One statement made by Judge Dalzell contradicts the Court’s own findings of fact. That “[t]he Government could also completely ban obscenity and child pornography from the Internet.” Given that only 60% of the Internet is within the US (see findings of fact paragraph 3), I fail to see how the US Government could successfully impose such a ban.

It appears that when the Government seeks to regulate speech, it must define its terms so that they are not vague, and it must narrowly draft legislation to address the particular issue at hand. In this case, the Government set out to protect children from pornography on the Internet, but it drafted a law that failed to do so. And it appears that existing laws are sufficient to allow the DOJ to prosecute obscenity and child pornography cases. Ironically, the commercial pornographers would have been least affected by the CDA, since most of them already have some sort of adult verification system in place, whether by credit card or otherwise.

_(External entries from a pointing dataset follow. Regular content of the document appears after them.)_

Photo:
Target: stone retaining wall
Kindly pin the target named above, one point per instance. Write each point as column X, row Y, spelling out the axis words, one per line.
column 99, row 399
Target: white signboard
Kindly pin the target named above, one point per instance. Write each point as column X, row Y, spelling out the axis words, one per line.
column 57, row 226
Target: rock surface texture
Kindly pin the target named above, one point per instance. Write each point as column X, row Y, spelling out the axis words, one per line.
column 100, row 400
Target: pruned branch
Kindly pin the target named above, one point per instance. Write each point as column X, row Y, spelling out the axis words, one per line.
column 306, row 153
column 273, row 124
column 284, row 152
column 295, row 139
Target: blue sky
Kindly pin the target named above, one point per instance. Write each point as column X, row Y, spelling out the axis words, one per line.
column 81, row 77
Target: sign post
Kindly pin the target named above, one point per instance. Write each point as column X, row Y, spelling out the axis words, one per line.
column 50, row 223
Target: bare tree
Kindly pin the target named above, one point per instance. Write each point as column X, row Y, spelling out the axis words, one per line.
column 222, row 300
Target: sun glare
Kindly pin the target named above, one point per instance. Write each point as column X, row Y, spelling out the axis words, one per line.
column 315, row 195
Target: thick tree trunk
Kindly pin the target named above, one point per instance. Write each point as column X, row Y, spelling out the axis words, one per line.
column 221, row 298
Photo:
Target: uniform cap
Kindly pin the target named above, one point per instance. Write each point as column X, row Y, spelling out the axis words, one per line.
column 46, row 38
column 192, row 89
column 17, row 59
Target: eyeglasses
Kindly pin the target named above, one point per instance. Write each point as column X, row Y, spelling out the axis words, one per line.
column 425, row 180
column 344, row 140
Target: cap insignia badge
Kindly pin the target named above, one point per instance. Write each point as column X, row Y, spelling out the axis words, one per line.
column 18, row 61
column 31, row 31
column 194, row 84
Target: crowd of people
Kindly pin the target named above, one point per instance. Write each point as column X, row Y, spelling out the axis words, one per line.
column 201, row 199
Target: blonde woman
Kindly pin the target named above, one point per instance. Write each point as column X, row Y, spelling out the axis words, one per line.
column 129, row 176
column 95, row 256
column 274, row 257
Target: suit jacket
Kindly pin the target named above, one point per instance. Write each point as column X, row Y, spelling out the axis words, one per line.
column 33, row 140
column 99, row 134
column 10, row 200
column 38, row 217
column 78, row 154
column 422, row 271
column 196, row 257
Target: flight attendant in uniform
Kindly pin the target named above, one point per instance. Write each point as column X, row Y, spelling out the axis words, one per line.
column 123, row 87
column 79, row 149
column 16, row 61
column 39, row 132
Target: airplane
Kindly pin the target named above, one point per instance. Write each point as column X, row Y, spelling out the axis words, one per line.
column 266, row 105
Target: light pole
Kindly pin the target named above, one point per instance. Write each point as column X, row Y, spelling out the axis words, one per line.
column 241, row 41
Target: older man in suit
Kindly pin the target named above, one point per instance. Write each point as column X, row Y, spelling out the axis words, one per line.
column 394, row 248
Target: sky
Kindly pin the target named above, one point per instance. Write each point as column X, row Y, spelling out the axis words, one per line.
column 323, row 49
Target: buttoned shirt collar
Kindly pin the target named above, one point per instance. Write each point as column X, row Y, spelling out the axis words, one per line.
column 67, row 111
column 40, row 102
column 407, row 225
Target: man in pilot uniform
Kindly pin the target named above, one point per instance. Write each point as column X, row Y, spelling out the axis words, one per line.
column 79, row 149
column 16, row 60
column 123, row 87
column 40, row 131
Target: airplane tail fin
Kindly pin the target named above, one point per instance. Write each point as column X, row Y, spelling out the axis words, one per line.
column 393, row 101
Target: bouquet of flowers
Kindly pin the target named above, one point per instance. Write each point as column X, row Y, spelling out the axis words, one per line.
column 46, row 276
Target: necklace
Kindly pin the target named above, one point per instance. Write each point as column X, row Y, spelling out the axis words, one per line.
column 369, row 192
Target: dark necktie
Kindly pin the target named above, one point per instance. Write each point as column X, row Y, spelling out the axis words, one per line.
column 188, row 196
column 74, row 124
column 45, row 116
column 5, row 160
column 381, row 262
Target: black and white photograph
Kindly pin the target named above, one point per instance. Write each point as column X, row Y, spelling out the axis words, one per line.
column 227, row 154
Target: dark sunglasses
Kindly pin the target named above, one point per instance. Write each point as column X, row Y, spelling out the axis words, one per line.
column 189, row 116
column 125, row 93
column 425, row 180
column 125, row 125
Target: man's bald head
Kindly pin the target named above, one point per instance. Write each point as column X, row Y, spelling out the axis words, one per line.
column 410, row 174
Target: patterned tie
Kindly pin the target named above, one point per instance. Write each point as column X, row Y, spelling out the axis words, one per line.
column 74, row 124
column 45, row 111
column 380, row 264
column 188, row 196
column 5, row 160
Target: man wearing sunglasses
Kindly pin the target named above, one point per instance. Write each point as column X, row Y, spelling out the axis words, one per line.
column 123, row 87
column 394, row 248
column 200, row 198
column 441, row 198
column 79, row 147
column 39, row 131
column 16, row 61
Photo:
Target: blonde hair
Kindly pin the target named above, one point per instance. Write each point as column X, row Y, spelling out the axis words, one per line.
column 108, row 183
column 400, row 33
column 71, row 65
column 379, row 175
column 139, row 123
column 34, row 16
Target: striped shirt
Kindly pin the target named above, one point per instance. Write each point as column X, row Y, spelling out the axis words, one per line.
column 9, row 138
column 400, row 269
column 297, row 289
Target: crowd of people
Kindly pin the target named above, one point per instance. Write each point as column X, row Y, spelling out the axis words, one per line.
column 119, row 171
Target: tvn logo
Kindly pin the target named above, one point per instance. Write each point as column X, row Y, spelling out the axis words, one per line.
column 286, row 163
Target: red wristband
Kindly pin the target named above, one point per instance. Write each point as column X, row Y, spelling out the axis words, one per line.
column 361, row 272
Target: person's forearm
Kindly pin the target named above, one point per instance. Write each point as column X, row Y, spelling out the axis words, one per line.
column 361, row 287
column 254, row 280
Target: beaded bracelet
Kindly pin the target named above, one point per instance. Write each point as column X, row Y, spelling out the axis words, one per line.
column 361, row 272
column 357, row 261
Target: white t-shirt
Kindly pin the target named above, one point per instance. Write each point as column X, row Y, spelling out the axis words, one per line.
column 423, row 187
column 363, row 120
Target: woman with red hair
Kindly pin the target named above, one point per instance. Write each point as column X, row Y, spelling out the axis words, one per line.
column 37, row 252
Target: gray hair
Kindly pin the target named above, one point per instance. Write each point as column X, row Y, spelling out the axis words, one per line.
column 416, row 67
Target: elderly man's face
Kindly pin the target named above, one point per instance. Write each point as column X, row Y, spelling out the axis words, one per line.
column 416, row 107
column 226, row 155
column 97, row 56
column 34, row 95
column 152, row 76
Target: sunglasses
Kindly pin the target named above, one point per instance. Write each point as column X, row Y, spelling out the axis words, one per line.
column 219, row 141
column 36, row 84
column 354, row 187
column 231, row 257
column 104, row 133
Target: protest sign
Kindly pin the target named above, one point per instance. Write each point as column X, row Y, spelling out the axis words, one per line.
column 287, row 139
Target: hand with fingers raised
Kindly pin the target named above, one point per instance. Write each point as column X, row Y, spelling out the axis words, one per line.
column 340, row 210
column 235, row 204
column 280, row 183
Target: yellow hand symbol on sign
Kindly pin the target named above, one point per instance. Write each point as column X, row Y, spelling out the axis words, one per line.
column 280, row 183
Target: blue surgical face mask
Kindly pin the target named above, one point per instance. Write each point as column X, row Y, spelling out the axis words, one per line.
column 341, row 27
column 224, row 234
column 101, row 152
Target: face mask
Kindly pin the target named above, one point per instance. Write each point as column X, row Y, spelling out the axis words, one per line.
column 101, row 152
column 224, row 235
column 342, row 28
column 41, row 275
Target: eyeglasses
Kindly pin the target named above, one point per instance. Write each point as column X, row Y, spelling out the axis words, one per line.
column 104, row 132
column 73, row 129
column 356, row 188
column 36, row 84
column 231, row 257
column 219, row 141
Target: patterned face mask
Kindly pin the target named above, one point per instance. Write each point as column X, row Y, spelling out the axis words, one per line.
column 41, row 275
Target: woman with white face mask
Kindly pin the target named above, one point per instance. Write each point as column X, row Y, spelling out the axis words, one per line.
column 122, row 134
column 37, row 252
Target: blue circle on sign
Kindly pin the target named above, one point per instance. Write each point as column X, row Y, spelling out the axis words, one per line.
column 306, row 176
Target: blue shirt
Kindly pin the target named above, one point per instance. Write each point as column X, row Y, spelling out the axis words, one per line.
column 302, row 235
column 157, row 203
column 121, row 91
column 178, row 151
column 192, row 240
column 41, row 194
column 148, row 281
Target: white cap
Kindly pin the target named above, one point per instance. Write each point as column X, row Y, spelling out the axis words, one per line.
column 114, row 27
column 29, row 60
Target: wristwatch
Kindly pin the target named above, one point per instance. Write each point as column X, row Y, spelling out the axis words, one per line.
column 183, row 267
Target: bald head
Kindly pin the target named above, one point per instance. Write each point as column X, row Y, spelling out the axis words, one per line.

Keep in mind that this is an election year. I believe that those who voted in favor of the CDA did so in order to satisfy their constituents’ desire to protect children from pornography on the Internet. I’m also convinced that they knew that the CDA was unconstitutional on its face. Perhaps the most surprising thing about this case is that it took about 82 pages to come to the obvious conclusion that the CDA is unconstitutional on its face (either because its terminology was too vague or too broad, depending on which judge you believe).

We have certainly not heard the end of this case, as the Government has indicated its intent to appeal. It make take a Supreme Court ruling to answer some of these questions. And Congress will certainly continue to legislate in this area as well. Did I mention that it is an election year?